3. The objective creativity required by the Design Act is not limited to a unique device that is not identical or similar to the past or present, but rather a device that combines an aesthetic device that gives a new aesthetic impression to a designer, and is of an aesthetic value different from the previous Speaker in its entirety (see Supreme Court Decision 93Hu961 delivered on June 14, 1994). In determining the same or similar element of a design, the determination shall be made according to the aesthetic sense that people see the overall comparison and observation, not by separating in part each element constituting the design, but by comparing and observing in whole. Even if there is an official announcement part among its elements, if the part does not cause a special aesthetic sense, it shall be made according to the overall aesthetic sense, including the part, unless it is so determined (see Supreme Court Decision 90Hu6363 delivered on June 14, 191).

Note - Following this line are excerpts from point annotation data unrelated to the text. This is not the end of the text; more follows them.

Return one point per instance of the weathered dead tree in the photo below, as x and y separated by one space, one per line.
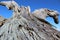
26 26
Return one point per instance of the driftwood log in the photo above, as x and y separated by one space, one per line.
26 26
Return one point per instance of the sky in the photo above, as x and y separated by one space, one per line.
34 4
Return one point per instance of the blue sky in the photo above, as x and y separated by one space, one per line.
34 4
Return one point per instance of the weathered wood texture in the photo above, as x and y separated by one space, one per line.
26 26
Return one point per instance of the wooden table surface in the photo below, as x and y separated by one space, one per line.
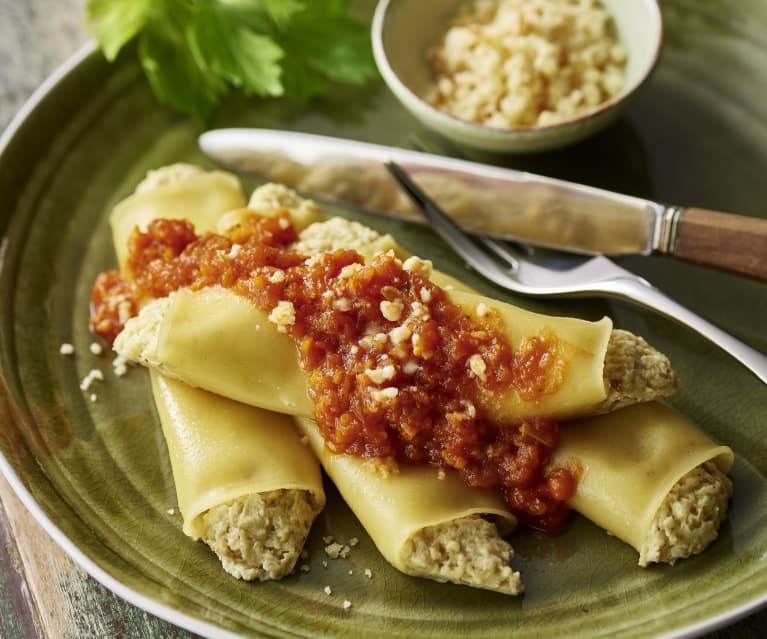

In light of the records, the court below is just in holding that the registered design of this case is a separate design that causes a person who is deemed to be equipped with objective originality as required by the Design Act by combining a new aesthetic device based on the past and present idea, and that it does not contain any error of law such as incomplete deliberation, etc. as pointed out in the ground of appeal, and even if this part is not a major part of the design, it cannot be deemed as not an element causing a special decorations, since the registered design of this case is a public announcement of the shape of a brand, as it is pointed out in the ground of appeal in the ground of appeal, even if this part is not a major part of the design, it cannot be seen as an element causing a special decorations. Therefore, the court below's decision to this purport is justifiable. The ground of appeal cannot be accepted.

4. Therefore, the appeal is dismissed, and the costs of appeal are assessed against the appellant. It is so decided as per Disposition by the assent of all participating Justices.